Often these rebel forces will rape, kill, or abduct refugees traveling from camp to camp. Recently a humanitarian corridor, known as a "safe passage" through rebel territory, was discovered to be a frequent site of such attacks. Refugees attempting to return to Sierra Leone from desperate conditions in Guinea have died in this violence and over 100,000 have been displaced. Many of the returning women said that they were abducted, raped, or sexually abused. These women are many times taken to rebel bases, gang raped repeatedly, and held for long periods of time (Human Rights Watch World Report, 2001).
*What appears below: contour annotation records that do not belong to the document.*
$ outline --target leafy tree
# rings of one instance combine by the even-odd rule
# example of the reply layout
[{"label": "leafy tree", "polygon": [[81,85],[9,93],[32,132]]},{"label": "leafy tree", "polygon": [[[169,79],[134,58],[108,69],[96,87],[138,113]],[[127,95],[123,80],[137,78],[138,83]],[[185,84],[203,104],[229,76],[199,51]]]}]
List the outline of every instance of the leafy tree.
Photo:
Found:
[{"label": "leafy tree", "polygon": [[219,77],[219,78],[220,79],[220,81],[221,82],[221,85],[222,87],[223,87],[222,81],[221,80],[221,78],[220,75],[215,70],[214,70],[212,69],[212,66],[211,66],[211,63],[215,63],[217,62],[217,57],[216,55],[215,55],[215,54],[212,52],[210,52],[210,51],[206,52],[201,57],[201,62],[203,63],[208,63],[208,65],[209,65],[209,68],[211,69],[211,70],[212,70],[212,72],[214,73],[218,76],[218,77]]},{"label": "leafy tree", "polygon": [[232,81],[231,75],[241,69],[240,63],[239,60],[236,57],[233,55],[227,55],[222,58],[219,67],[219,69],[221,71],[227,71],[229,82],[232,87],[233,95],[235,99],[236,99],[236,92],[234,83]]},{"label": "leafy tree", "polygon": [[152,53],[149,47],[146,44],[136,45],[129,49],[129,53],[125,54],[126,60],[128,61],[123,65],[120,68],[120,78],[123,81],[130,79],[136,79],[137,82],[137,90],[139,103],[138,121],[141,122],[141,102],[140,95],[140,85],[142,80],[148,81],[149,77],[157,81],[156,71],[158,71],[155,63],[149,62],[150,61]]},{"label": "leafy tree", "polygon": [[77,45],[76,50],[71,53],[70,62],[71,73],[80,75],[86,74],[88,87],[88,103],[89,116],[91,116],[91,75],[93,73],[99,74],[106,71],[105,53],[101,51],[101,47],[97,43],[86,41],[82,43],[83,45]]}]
It is believed that tens of thousands of girls have suffered such abuses. One young girl recalled her abduction that occurred during a visit to her aunt during a vacation from school. Rebels invaded the city where she was staying, unfamiliar with the area she was unable to find an adequate hiding place. She remembers watching terrified civilians being pulled from their homes, beaten, and even killed. Later that night she was raped by one of the rebels and declared his wife. For another year she was held by the rebel group even though she was pregnant and anemic. Before the birth of her baby she escaped and is now living with her child in a center with girls with similar experiences (African Church Information Service, 2001).


Rape and sexual violence in Kosovo took place in the wake of Bosnia and Herzegovina. The women of Kosovo were aware of the atrocities that occurred there as tools of "ethnic cleansing." Prior to the war, official state propaganda in Yugoslavia was used to attack Albanian women. They were described as uneducated women ready to have sex. The propaganda also called Albanian women baby makers that produced "biological bombs." Countless accounts describe police, soldiers, and paramilitaries raping women that were in homes, while in detention, or in flight from the country. Frequently they were raped in front of their families or other groups of people. This is especially devastating to these women who are often abandoned or blamed for such violence. In an attempt to protect themselves many of the women dressed as though they were elderly or rubbed dirt and mud on their faces (HRW, 2000).

Many Others

It is evident that in times of war women are targeted. Other refugees and civilians of war-torn areas have also suffered such treatment. The Human Rights Watch Global Report on Women's Human Rights published in 1995 discusses rape as a weapon of war and tool of political repression in great detail. Included are the women of Somalia who have suffered through civil and ethnic faction wars. These women are targeted as they attempt to collect water or firewood for their families. Rivals wait for the women to leave the camp and then strike, it is their way to punish the enemy. Women and women based organizations were also targeted in Haiti. Military personnel and civilian allies subjected women to sex-specific abuses like bludgeoning their breasts to rape. These acts were used to punish women for their political beliefs, terrorize them, or send violent messages to male relatives. Other violations have been taken place in India and Peru by security forces and militant groups. Refugees and the displaced such as the Burmese in Bangladesh and Somali refugees in Kenya also suffered multiple and repeated rapes (HRW 1995). This list does not even begin to acknowledge all of the horrific cases of sexual violence that have and are currently occurring around the globe.

Consequences of Rape As a Weapon

The pain, agony, and consequences of rape do not end with the attack of these victims. The effects often last for the rest of these women's lives. Those who survive risk contracting sexually transmitted diseases, HIV, or becoming pregnant. Those who are forced to bear the child of an attacker are constantly reminded of the invasion of their community and of their person. Some have been so badly injured in attacks that they will never be able to bear children. Some societies have religious or cultural restrictions on those who are no longer virgins. These women may never be able to be a part of their families or communities. These women may never receive any professional help for the physical, psychological, and economic damage inflicted upon them. Many are unable to bear the pain and shame and take their own lives (Chinkin, 2000).